What is the difference between the natural frequency and the resonant frequency?: The natural frequency, ω₀ = √(k/m), is the frequency at which the system would oscillate if there were no damping or driving force. The resonant frequency, ω_r, is the driving frequency at which the steady-state amplitude is maximum. For light damping, ω_r is very close to ω₀, but for heavier damping, ω_r is slightly lower than ω₀.
How does increasing the damping affect the resonance curve?: Increasing the damping coefficient (b) broadens the resonance peak and reduces its maximum height. A heavily damped system has a large range of driving frequencies that produce a significant response, but the maximum amplitude at resonance is much smaller. In contrast, light damping produces a very tall, narrow peak, indicating a more selective and dramatic resonance.

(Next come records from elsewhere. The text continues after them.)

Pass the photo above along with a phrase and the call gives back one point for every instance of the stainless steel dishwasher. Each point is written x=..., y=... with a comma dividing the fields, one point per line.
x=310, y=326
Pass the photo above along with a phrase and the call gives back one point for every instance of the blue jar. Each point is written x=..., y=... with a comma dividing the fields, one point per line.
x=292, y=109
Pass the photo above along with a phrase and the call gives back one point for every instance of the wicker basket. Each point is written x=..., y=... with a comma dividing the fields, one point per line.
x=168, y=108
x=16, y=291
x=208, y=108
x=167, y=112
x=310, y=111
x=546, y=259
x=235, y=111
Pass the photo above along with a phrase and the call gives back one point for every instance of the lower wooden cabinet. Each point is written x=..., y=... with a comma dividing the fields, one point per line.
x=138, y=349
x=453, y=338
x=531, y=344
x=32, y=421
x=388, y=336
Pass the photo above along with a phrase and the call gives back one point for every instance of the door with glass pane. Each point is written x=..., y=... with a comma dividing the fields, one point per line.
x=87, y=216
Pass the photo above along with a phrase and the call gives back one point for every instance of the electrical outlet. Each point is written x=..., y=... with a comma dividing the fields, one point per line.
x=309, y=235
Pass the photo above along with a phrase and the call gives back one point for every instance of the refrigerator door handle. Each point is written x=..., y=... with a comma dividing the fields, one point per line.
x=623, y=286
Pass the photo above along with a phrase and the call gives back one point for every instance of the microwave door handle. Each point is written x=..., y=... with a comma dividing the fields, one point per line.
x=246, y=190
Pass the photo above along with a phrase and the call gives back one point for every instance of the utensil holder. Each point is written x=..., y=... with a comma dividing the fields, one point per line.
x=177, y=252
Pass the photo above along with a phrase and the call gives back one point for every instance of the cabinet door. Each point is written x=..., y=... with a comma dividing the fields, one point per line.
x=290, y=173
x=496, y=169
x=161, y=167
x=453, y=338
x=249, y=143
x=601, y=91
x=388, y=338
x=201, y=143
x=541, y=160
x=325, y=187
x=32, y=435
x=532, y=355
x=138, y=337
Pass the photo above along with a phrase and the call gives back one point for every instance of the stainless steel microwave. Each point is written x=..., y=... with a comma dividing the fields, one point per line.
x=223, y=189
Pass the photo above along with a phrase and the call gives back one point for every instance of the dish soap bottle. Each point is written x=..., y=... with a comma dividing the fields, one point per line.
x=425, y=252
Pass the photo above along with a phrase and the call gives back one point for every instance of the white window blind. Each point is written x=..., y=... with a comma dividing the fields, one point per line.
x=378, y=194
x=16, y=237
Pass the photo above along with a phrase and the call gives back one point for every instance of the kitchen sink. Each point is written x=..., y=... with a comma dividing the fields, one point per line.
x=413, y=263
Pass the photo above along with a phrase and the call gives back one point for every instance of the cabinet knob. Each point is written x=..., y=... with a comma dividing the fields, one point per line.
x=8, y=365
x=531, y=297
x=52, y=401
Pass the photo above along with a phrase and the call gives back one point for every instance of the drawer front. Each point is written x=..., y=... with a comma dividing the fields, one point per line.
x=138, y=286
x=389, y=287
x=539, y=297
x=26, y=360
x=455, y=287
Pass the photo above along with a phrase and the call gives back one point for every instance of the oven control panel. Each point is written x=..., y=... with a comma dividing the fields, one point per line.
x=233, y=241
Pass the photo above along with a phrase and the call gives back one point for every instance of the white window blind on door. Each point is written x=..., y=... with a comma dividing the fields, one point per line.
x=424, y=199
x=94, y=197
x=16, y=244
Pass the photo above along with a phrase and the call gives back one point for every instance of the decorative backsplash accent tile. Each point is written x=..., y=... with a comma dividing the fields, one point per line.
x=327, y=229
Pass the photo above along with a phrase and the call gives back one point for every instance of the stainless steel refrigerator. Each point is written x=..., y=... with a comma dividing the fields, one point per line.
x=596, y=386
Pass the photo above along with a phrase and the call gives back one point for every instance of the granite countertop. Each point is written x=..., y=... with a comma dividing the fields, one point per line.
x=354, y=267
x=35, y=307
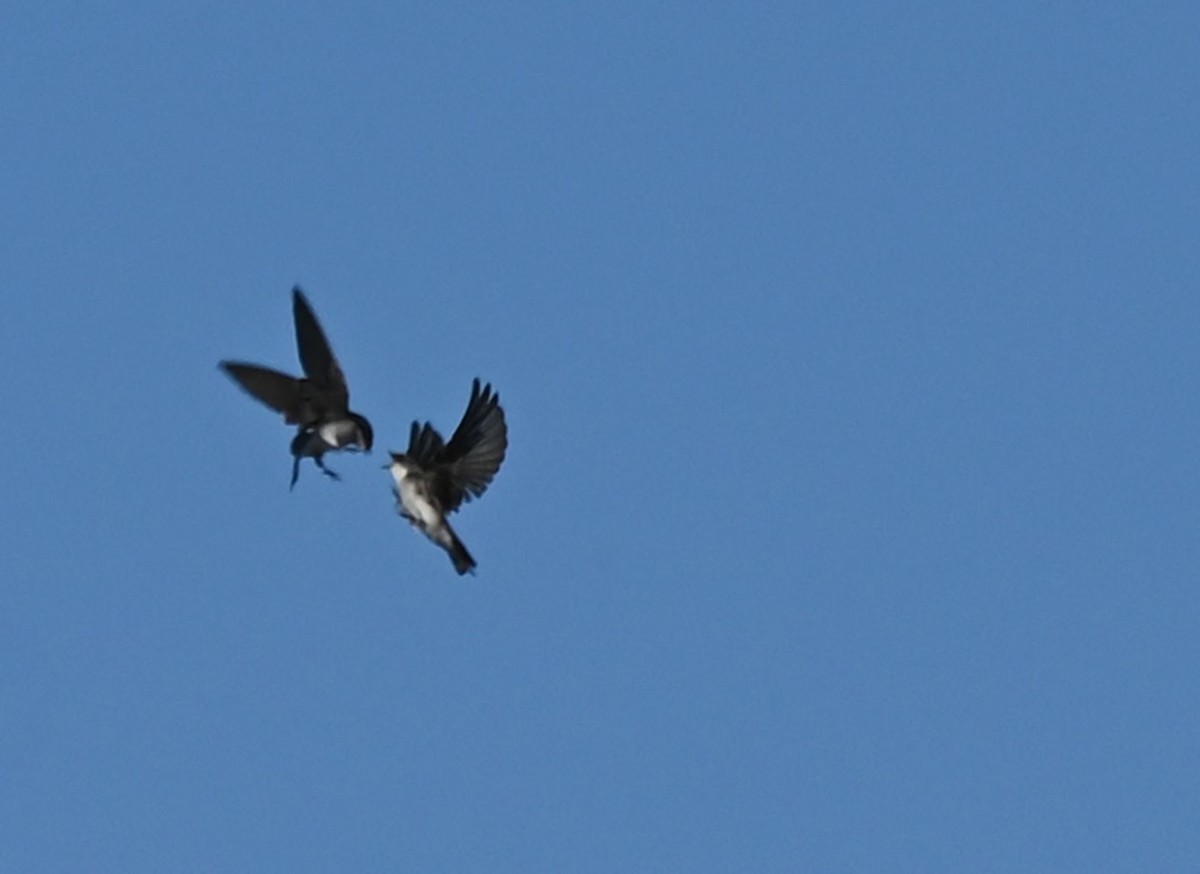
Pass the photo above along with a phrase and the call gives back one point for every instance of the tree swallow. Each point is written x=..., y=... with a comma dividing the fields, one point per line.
x=435, y=478
x=318, y=402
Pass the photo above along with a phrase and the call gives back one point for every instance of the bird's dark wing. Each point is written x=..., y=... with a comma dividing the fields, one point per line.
x=277, y=390
x=316, y=355
x=468, y=462
x=425, y=444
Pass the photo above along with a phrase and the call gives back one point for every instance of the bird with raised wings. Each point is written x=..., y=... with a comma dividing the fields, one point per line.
x=318, y=403
x=433, y=478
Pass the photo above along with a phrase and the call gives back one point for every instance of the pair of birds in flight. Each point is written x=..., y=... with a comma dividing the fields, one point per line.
x=432, y=478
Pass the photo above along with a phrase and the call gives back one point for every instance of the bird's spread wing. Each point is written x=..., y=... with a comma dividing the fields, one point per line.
x=425, y=444
x=468, y=462
x=277, y=390
x=316, y=354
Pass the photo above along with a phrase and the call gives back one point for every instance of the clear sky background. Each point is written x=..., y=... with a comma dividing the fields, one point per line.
x=850, y=355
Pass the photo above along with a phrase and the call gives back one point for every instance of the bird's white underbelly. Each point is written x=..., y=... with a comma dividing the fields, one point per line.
x=415, y=504
x=336, y=433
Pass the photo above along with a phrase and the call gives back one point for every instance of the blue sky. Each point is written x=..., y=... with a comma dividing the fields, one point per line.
x=850, y=361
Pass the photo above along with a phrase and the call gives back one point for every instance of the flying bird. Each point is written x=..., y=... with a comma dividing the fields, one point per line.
x=318, y=402
x=435, y=478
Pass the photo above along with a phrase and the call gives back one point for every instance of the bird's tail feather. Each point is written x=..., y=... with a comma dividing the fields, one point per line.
x=459, y=554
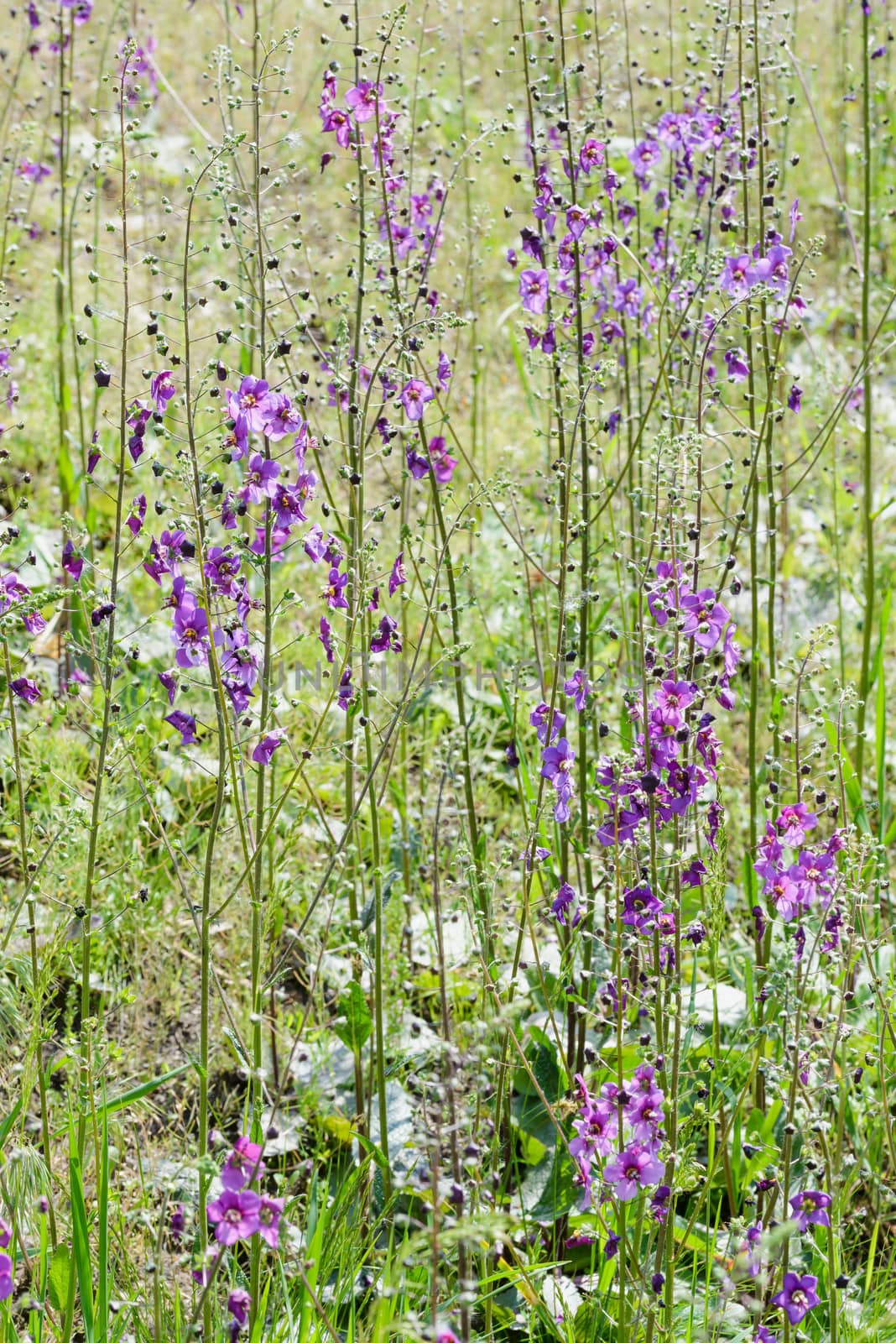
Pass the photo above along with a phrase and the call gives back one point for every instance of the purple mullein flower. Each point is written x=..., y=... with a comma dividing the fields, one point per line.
x=243, y=1165
x=251, y=402
x=737, y=364
x=169, y=682
x=632, y=1170
x=260, y=480
x=538, y=719
x=735, y=272
x=336, y=590
x=387, y=638
x=794, y=823
x=414, y=395
x=640, y=908
x=534, y=290
x=797, y=1296
x=443, y=465
x=591, y=154
x=557, y=765
x=235, y=1215
x=705, y=618
x=185, y=724
x=578, y=688
x=810, y=1209
x=190, y=635
x=346, y=691
x=26, y=689
x=237, y=1304
x=161, y=389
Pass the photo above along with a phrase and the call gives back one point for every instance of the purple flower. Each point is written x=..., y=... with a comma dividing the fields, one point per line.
x=137, y=515
x=387, y=637
x=538, y=719
x=414, y=395
x=33, y=172
x=169, y=682
x=263, y=752
x=794, y=217
x=237, y=1304
x=533, y=290
x=705, y=618
x=161, y=389
x=362, y=100
x=810, y=1209
x=243, y=1165
x=235, y=1215
x=81, y=10
x=284, y=418
x=346, y=691
x=564, y=903
x=734, y=275
x=221, y=568
x=640, y=906
x=26, y=689
x=185, y=724
x=737, y=363
x=632, y=1170
x=398, y=575
x=557, y=765
x=260, y=480
x=797, y=1296
x=336, y=588
x=772, y=269
x=578, y=688
x=794, y=823
x=591, y=154
x=443, y=465
x=190, y=635
x=251, y=402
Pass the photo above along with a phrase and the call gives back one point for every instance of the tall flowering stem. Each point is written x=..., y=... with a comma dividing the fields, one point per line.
x=109, y=656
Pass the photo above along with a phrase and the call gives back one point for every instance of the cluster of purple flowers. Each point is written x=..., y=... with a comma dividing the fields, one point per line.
x=678, y=752
x=239, y=1212
x=623, y=1127
x=237, y=1215
x=799, y=879
x=7, y=1280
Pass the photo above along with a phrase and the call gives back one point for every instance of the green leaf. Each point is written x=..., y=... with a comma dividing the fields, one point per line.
x=81, y=1242
x=354, y=1022
x=60, y=1278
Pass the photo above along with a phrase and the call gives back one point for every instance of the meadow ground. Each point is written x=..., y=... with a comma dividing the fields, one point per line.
x=445, y=468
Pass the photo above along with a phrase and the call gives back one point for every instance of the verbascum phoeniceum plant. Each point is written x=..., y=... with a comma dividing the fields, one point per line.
x=445, y=581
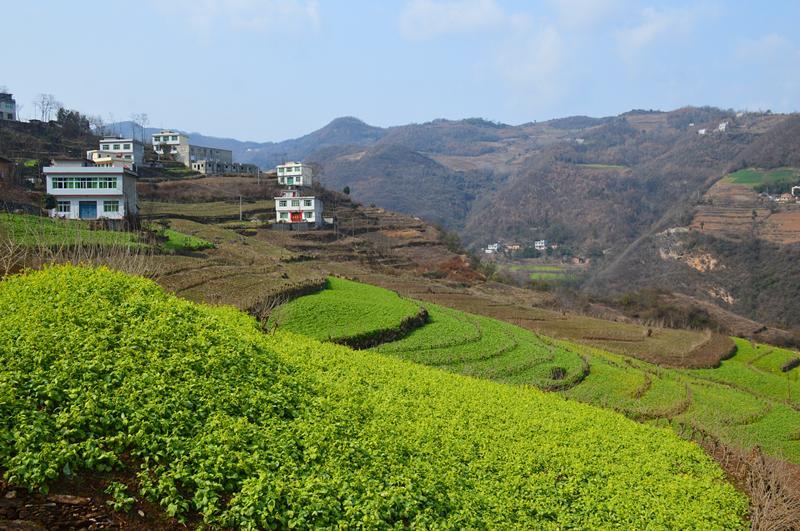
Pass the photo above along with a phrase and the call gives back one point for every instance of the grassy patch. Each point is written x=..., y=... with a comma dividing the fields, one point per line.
x=265, y=431
x=215, y=209
x=754, y=177
x=595, y=166
x=732, y=402
x=36, y=230
x=345, y=310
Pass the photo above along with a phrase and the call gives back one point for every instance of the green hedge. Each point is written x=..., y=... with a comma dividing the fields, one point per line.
x=279, y=430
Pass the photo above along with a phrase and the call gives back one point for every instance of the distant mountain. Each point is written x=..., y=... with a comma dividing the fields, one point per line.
x=339, y=132
x=606, y=188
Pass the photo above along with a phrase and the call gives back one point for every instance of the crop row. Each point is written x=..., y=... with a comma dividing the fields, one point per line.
x=253, y=430
x=731, y=402
x=345, y=310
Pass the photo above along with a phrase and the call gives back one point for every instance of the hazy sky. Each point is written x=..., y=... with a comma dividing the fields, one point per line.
x=275, y=69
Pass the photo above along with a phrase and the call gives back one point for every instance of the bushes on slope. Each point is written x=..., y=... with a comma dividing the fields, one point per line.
x=99, y=370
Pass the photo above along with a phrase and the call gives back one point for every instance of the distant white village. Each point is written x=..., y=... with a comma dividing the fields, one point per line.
x=102, y=185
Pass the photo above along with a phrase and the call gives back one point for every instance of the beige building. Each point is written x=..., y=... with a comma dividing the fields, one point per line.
x=205, y=160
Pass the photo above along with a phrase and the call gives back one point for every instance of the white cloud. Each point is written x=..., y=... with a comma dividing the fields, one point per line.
x=204, y=15
x=425, y=19
x=660, y=24
x=534, y=64
x=771, y=45
x=584, y=12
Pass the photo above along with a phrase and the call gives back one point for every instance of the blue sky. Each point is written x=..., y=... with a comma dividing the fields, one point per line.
x=275, y=69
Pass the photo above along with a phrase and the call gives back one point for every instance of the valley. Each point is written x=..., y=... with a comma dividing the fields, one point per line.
x=378, y=296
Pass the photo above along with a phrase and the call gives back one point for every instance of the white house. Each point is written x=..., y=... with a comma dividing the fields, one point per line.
x=211, y=160
x=125, y=151
x=85, y=191
x=8, y=107
x=295, y=174
x=291, y=207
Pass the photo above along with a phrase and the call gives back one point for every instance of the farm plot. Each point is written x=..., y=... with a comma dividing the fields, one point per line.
x=244, y=430
x=492, y=349
x=35, y=231
x=739, y=404
x=757, y=177
x=209, y=210
x=346, y=310
x=758, y=372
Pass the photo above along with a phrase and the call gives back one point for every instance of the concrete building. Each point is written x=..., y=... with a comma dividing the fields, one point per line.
x=128, y=152
x=86, y=191
x=295, y=174
x=178, y=146
x=8, y=107
x=207, y=167
x=6, y=169
x=291, y=207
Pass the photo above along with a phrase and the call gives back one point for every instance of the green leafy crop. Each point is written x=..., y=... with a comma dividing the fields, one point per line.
x=279, y=430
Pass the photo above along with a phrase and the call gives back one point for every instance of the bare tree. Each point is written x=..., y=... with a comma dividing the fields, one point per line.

Can this model describe a child being pushed on a swing?: Yes, it's an excellent analogy. The swing is the oscillator (with a natural frequency), air resistance provides damping, and the pushes are the periodic driving force. To maximize amplitude (resonance), you must push at the swing's natural frequency. The model simplifies the push to a perfect cosine force, whereas a real push is a brief impulse, but the overall resonance phenomenon is the same.